たかが森の女、と、言われるのもわかっている。判断を鈍らせているのが、単なる自分の私情だという事も、十分に理解している。

愛を誓った訳でも、いや、そういう相手として、真剣に考えた事すらない。

だが、この数年の間、彼女は近くにいて、それだけの事が、勝手に彼の心の中で大きな意味を持つようになっていた。

「もう少しだけ、待ってくれ」

彼はぼそりと言った。

一人がため息をついた音が聞こえた。

「おい、やめろよ」

誰かがその男を小突くのが見えた。

デリーンの事を皆が知っている。彼が彼女を待っている事を、あまり口にはしなくても、皆が気を使っている。

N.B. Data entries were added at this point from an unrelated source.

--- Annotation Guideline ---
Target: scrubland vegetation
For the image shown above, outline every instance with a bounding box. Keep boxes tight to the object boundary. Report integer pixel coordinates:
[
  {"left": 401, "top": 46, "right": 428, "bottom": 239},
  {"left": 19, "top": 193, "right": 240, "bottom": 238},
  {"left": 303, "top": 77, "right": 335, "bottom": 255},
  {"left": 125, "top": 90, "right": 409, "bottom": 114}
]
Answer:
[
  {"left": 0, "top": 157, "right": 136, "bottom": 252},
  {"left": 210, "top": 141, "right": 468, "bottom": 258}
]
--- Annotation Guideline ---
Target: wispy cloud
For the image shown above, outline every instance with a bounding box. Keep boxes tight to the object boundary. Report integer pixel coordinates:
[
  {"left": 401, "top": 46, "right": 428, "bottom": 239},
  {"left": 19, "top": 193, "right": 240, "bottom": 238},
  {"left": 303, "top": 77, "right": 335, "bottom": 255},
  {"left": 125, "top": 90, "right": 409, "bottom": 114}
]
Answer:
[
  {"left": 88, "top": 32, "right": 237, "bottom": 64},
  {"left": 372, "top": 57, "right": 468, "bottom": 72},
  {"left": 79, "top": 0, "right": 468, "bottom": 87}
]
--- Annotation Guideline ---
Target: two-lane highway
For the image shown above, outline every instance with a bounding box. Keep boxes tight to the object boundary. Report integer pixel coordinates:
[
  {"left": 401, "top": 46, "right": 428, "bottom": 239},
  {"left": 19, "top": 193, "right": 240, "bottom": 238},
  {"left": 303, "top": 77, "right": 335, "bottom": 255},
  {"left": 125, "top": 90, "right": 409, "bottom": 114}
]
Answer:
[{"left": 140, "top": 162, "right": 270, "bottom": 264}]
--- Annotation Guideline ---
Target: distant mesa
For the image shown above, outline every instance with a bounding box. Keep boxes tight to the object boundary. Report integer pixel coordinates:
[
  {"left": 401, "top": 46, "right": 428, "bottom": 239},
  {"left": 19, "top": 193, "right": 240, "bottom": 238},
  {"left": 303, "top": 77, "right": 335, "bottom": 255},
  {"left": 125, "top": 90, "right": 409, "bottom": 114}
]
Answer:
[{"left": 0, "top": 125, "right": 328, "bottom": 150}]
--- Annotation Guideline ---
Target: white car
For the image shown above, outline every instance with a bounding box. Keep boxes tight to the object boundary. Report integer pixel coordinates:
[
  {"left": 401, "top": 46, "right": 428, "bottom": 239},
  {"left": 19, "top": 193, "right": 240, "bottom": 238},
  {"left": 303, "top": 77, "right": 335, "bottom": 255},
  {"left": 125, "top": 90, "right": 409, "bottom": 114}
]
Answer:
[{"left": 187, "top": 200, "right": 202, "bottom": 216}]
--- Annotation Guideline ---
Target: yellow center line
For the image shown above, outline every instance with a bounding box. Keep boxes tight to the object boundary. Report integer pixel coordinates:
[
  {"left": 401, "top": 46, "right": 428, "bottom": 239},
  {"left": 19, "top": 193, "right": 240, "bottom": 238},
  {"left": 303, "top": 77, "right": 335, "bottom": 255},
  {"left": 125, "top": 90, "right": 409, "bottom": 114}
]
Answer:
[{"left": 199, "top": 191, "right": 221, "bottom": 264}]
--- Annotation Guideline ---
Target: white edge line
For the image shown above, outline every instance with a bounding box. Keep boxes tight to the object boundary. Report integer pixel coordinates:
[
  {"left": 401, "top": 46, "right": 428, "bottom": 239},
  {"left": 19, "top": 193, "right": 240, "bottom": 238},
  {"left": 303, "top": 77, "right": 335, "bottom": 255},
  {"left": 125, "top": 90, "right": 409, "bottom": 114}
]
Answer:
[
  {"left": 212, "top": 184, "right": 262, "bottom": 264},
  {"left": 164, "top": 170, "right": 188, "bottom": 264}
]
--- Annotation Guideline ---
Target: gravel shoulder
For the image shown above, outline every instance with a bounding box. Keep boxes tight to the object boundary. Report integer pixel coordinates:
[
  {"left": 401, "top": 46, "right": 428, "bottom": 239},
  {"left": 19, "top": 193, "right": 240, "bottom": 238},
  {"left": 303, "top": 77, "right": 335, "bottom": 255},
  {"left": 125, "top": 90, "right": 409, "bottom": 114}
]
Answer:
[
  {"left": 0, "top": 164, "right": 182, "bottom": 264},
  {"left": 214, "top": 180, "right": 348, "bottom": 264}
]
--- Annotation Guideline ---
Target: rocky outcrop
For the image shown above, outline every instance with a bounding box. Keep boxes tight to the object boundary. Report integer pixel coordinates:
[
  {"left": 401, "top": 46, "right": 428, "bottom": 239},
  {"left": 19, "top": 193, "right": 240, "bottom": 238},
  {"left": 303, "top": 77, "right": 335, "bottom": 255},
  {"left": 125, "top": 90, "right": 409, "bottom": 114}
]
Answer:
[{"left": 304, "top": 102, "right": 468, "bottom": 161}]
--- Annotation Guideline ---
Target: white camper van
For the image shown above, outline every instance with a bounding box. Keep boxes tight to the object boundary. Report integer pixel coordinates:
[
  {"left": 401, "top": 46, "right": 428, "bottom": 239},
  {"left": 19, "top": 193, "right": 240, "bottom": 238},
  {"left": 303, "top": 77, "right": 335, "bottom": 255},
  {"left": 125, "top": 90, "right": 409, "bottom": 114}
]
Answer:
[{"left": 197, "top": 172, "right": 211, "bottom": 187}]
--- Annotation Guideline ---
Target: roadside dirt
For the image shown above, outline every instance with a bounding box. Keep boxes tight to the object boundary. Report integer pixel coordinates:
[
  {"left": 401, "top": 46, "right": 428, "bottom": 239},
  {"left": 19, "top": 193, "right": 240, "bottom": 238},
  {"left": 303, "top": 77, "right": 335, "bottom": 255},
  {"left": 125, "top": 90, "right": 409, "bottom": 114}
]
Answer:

このままでは良くないと思いながら、彼はまだ動けずにいた。


夜明けとともに、ルウメは三の城内に向かった。

厨房から朝食を受け取り、急ぎ足で中庭を抜ける。

周囲はやけに物々しく、普段以上に登城している近衛騎士の数が多い。

こんな早くから、何かの訓練でも始まるのだろうかと思いつつ、横目に塔の真下まで来た所で、思いもかけず足止めを食らった。

一人の騎士と、ケルンナッハが立っていた。

兵士が厳重に入り口を取り囲み、ルウメを見ると無言で圧力をかけてきた。

話しかけようとしたが、止めた。軽口を叩けそうな雰囲気ではない。

ルウメは、仕方なくその場に腰を下ろし、せめて朝食ののった盆を日陰に置いて、警護が終わるのを待つ事にした。


グリンガレットとデリーンは、もう起きていた。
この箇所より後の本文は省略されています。